Here are the details of this performance test (very simple). I'm trying to understand why running data flows in the cloud native Azure Data Factory environment (Spark) is so much slower than running data flows hosted in Azure SSIS IR. My results show that running in latest ADFv2 is over 4 times slower than running the exact same data flow in Azure SSIS (even with a warm IR cluster already warmed up from previous run). I like all the new features of the v2 data flows but it hardly seems worth the performance hit unless I'm completely missing something. Eventually I'll be adding more complex data flows but wanted to understand base performance behavior.
Source:
1GB CSV stored in blob storage
Destination:
Azure SQL Server Database (one table and truncated before each run)

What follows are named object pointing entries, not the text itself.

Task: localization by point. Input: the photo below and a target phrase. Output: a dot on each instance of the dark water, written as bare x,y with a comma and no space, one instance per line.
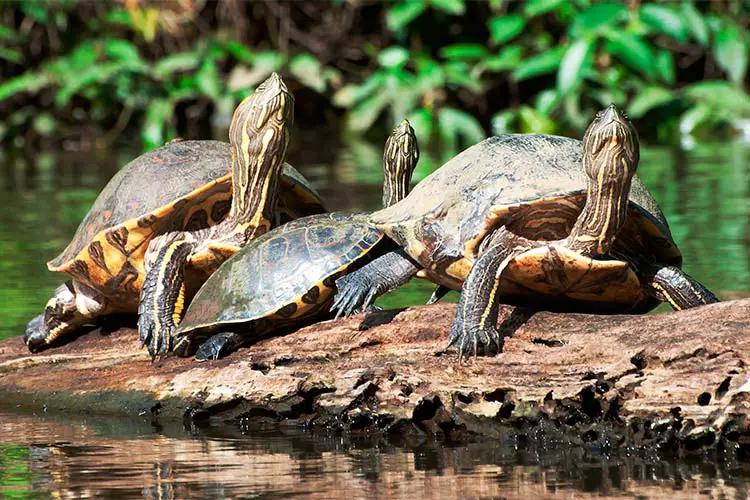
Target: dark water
704,192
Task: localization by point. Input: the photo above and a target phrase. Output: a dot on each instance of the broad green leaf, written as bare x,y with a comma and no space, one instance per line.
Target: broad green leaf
694,118
82,57
533,122
502,122
157,115
349,95
546,101
44,124
463,51
399,16
695,22
454,123
362,117
240,52
631,50
10,55
599,15
542,64
121,50
575,62
80,80
455,7
730,51
208,80
664,19
505,28
307,69
538,7
508,58
459,73
720,94
30,82
182,61
421,122
647,99
665,66
118,16
430,75
393,57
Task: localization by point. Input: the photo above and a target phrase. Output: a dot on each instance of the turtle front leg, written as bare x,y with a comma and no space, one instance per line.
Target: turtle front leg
357,290
70,307
476,317
682,291
163,293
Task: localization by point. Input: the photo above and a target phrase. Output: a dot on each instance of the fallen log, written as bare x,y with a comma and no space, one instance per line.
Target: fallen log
674,381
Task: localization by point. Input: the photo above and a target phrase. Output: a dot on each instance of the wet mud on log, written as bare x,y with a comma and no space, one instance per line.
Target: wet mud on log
675,381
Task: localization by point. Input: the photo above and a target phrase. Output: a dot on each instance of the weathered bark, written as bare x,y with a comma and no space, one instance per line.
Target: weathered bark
676,381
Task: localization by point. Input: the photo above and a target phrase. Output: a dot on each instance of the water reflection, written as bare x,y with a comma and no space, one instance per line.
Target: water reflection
75,458
705,193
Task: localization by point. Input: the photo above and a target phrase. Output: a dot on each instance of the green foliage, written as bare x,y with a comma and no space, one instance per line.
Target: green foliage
461,69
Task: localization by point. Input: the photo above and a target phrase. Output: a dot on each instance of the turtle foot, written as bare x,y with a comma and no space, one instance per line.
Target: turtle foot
35,336
218,346
476,341
156,336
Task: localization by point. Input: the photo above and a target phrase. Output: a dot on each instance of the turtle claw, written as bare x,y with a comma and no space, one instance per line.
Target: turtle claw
157,340
36,333
483,341
218,346
352,296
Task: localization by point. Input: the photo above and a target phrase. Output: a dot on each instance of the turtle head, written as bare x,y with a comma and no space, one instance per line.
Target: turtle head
259,135
399,161
610,159
270,105
610,147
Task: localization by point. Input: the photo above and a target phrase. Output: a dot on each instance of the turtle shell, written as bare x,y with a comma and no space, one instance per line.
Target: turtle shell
182,185
535,186
284,275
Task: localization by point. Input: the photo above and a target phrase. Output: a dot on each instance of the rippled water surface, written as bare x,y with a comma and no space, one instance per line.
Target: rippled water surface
704,192
76,458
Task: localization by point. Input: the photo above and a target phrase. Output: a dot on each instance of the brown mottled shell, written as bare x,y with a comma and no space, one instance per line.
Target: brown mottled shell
182,185
285,274
533,184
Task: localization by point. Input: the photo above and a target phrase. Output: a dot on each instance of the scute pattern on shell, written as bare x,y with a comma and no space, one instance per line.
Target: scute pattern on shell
173,187
289,265
449,209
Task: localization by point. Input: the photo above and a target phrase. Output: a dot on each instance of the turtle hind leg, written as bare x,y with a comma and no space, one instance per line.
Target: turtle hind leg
357,290
163,293
219,346
674,286
70,307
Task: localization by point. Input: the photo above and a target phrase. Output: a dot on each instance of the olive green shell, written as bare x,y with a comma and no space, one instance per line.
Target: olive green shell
517,180
185,177
285,274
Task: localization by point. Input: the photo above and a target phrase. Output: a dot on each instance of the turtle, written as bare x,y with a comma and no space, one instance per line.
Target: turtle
185,185
285,278
533,220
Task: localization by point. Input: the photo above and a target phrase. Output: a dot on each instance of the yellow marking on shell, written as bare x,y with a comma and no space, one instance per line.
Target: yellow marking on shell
544,221
138,236
584,278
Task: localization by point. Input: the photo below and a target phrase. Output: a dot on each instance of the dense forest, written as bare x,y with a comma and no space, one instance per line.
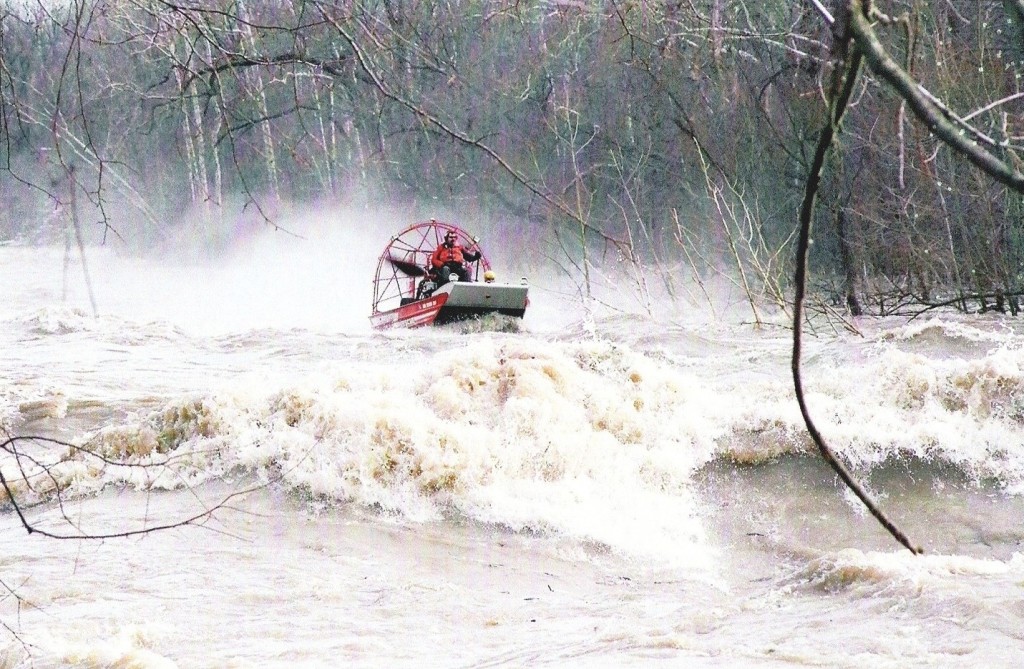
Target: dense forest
673,137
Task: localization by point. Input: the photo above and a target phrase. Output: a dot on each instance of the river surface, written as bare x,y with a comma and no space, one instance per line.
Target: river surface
275,485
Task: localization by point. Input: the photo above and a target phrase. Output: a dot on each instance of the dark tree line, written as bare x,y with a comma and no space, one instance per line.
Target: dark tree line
674,135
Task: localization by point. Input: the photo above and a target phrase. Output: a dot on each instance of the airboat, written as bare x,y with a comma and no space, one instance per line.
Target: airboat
407,293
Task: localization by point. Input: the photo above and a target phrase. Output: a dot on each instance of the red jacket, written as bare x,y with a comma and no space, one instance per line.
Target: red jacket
454,253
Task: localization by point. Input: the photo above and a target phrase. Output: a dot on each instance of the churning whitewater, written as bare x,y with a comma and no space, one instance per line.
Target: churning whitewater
587,491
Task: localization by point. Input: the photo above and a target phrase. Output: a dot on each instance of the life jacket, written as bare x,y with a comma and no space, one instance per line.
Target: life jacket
444,254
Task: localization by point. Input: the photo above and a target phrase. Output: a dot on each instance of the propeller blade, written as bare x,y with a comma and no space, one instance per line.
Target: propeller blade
407,267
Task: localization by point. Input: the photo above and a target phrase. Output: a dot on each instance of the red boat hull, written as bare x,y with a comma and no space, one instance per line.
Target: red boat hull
455,302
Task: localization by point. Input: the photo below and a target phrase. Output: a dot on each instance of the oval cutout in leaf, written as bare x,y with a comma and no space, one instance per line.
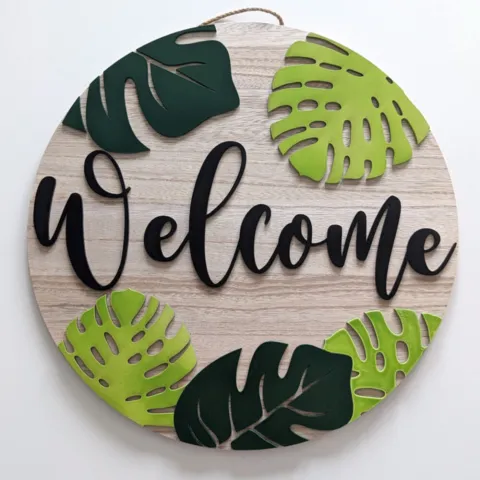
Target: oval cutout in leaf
122,376
315,393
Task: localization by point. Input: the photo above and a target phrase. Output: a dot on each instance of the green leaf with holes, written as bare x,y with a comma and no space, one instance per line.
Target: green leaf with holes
124,355
381,378
314,392
350,95
199,88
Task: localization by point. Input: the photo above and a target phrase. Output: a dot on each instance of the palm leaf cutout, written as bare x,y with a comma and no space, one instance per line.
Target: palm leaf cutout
315,392
116,359
201,88
348,93
369,374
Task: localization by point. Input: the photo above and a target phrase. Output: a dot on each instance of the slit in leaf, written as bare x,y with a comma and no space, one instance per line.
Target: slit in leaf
299,61
175,357
156,391
289,133
399,377
390,156
397,107
155,347
371,331
161,410
330,66
370,392
386,128
347,133
328,44
97,356
367,167
402,352
346,165
134,359
133,398
303,144
333,106
111,343
319,84
156,370
68,346
80,326
288,85
307,105
138,336
357,342
380,361
410,134
367,131
83,367
354,73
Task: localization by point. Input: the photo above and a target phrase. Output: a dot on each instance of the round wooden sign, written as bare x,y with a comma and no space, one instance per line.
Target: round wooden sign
279,195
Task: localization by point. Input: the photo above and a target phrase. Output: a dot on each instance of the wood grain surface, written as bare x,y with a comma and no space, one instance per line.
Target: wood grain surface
301,306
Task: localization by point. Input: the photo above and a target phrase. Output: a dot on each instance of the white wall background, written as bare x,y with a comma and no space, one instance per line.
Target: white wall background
52,427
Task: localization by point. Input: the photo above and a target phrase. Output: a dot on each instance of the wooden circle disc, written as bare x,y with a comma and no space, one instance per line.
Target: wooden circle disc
304,305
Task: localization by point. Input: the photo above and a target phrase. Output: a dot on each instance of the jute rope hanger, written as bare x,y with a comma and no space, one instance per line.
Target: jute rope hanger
244,10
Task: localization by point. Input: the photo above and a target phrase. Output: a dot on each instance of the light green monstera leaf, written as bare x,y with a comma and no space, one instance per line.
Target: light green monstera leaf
369,375
127,359
340,91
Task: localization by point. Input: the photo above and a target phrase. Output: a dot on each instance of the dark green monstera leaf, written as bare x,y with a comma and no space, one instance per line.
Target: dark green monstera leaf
200,88
315,393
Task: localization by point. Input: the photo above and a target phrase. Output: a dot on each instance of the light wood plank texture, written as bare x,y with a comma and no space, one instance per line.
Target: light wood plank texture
303,306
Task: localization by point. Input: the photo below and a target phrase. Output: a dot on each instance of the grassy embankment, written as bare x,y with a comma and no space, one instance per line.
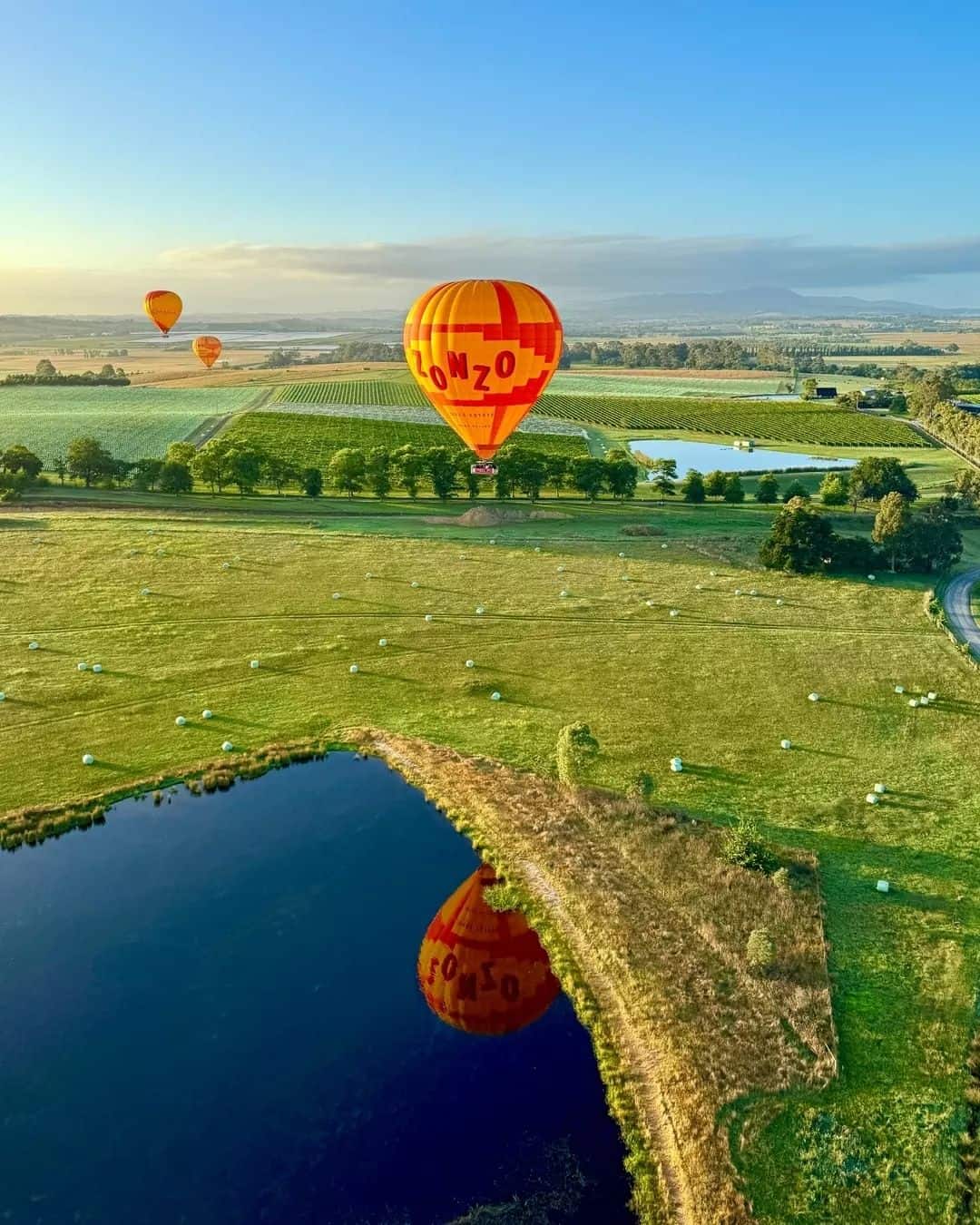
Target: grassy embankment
720,685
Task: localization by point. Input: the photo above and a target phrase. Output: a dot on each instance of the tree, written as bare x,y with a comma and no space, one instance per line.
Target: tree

When using control flow in ADFv2 using a simple CopyActivity (no data flow)
91 seconds
When using native SSIS package with data flow (Azure Feature Pack to pull from same blob storage) running Azure SSIS with 8 cores.
76 seconds
Pure ADF Cloud Pipeline using DataFlow with warm Azure IR (cached from previous run) 8 (+ 8 Driver cores) with default partitioning (Spark)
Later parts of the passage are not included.